A big hit this Christmas season was The Grinch, an animated remake of the beloved 2000 classic. The Grinch and his loyal dog, Max, live in solitary in a dark cave on Mount Crumpet. When Christmastime comes, his neighbors in Whoville go all out with lights, decorations, and carols, much to the Grinch’s dismay. He realizes that there is only one way to get some peace and quiet: to steal Christmas. He goes door to door stealing presents, food, and holiday spirit. However, the Grinch has a change of heart when he meets a young girl named Cindy-Lou Who with a generous holiday spirit. The Grinch teaches that there is more to Christmas than just presents and candy canes.
Before seeing the 2018 version of The Grinch, I had high hopes after listening to the reviews of my friends and watching the hilarious trailer. I was excited to see what the newer version had to offer and what it would add to the story’s meaning. After watching the movie, I would rate it a 3/5. Although The Grinch was a funny spinoff of the classic, it did not add significantly to the legacy of Jim Carrey’s How the Grinch Stole Christmas.

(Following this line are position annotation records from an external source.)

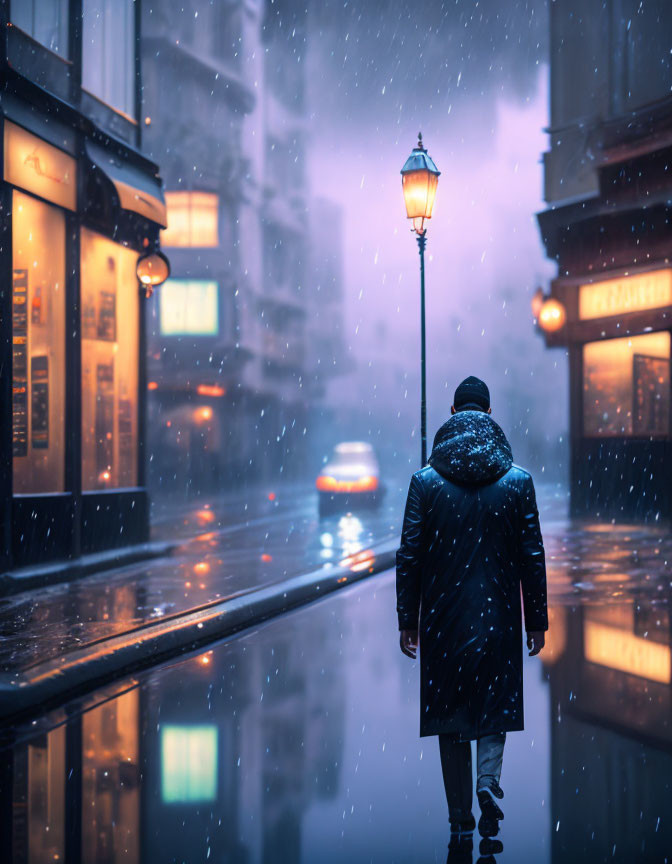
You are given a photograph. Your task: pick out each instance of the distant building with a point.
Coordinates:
(79, 202)
(608, 184)
(224, 113)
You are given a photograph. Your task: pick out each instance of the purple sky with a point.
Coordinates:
(484, 259)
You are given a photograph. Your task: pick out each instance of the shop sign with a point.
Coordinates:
(626, 294)
(38, 167)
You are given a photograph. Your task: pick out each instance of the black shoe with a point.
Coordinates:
(460, 849)
(488, 824)
(463, 826)
(490, 846)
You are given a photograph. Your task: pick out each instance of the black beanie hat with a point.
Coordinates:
(472, 395)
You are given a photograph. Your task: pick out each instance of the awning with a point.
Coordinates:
(138, 191)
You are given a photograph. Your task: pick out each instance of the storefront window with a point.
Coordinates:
(626, 386)
(108, 52)
(110, 317)
(38, 346)
(111, 781)
(42, 830)
(192, 219)
(45, 20)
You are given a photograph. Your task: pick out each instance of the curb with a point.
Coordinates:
(41, 576)
(50, 684)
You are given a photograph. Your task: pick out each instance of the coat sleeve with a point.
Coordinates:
(533, 562)
(409, 559)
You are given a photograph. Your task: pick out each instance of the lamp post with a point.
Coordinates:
(419, 179)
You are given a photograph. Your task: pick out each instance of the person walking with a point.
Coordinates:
(470, 540)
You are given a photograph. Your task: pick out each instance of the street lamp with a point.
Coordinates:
(152, 269)
(419, 179)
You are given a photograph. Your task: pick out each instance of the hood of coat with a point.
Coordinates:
(471, 449)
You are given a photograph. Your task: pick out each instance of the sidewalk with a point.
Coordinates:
(69, 637)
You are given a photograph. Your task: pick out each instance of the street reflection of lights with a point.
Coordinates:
(205, 515)
(360, 561)
(208, 537)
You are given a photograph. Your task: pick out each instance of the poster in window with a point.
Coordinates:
(107, 303)
(126, 449)
(20, 362)
(39, 402)
(651, 395)
(104, 422)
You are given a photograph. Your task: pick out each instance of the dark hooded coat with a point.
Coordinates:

One of the biggest differences between the two movies was the overall appearance of the Grinch. In the 2000’s classic, the Grinch is a frightful ungroomed mess. In the newer version, the character has a softer and kinder face, making an appeal to children. Some of my friends even described him as “cute”, the exact opposite of his real portrayal. A friendly face takes away from the depiction of a mean and selfish character. Even the voice in the 2018 version is more appealing. Anthony Hopkins, the narrator in the older movie, speaks in a deep and grumpy tone to display the personality of the Grinch. In this version, narrator Pharrell Williams has a mellow and almost friendly voice.
Overall, The Grinch is a mediocre film that does not live up to the great legacy of Jim Carrey’s hit, How the Grinch Stole Christmas. The target audience of this brightly animated movie is younger audiences because of the swirling colors and visuals to distract from the otherwise bland and ordinary film.